BIOM-13. MICROPERFUSION-MEDIATED SOLUBLE EXTRACELLULAR ENVIRONMENT ANALYSIS FOR DETERMINATION OF CHEMOTHERAPEUTIC EFFICACY IN BRAIN TUMORS

Abstract Glioblastoma (GBM) is the most prevalent and lethally recurrent central nervous system neoplasm, but its therapeutic advancement has stagnated for over 15 years. One major hurdle in front of clinical breakthroughs has been the relative lack of real-time, treatment-responsive biomarkers that occur during therapy. The methods of microdialysis and microperfusion, now entering both clinical and pre-clinical settings, offers an opportunity to overcome this hurdle by providing real-time, biologically relevant monitoring of the tumor microenvironment (TME).

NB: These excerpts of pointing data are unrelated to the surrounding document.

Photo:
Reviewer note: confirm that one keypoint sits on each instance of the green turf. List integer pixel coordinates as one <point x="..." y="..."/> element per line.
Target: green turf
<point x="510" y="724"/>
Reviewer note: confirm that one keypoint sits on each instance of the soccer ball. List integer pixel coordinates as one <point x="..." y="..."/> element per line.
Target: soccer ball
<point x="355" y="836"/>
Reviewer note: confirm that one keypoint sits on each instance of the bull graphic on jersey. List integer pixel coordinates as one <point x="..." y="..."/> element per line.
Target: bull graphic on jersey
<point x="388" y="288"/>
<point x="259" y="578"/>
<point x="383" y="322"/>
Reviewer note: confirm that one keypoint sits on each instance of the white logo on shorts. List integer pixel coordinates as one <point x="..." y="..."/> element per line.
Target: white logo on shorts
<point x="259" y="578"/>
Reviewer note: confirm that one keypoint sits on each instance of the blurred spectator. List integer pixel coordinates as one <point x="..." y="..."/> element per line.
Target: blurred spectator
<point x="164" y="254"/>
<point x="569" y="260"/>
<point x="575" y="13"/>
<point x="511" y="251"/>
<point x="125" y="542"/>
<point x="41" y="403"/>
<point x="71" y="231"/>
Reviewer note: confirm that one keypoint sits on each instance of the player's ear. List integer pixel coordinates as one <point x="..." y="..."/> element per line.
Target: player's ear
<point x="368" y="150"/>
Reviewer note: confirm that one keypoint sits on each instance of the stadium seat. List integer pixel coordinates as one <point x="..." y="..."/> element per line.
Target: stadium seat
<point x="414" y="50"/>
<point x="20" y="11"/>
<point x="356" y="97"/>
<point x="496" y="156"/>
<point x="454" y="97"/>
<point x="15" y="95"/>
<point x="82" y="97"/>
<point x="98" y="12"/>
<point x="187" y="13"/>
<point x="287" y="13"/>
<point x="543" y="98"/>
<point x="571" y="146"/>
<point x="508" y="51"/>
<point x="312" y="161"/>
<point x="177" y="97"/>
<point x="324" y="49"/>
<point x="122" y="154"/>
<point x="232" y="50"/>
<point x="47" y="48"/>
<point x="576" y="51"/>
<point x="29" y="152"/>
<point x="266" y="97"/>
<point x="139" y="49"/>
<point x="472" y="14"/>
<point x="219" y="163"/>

The goal of this project is to identify changes in the soluble extra-cellular regional environment of the tumor (SECRETome) of GBM in response to standard-of-care treatments using intra-tumoral microperfusion. In this study, we evaluated the response of murine GBM tumors to temozolomide (TMZ) during therapy by combining transcriptional changes to metabolic phenotypes obtained from SECRETome analysis. Our data demonstrated a 2-fold increase in levels of microperfusion-sampled 2-hydroxyglutarate (2-HG) on day 3 post-TMZ therapy as compared to untreated tumors. This expression is correlated with our RNAseq analysis wherein we observed an >600 fold increase in malate dehydrogenase 1 (MDH1 - an enzyme that converts alpha-ketoglutarate to 2-HG) on Day 4 post-TMZ treatment (p = 4.20e-04) as compared to untreated tumors. Therefore, we found that interstitial elevation of a TMZ-associated metabolite can be used to probe the genetic changes that occur within GBM during therapy. This proof-of-concept study demonstrates that microperfusion-mediated TME sampling can be used to understand the complex biological responses process that occurs during GBM chemotherapy, and may provide unique insights into how to better treat these tumors in the future. Moreover, the future establishment of clinical intra-operative microdialysis/microperfusion can be extrapolated to improve the pace of clinical therapeutic translation through homologous, treatment-responsive biomarkers in humans.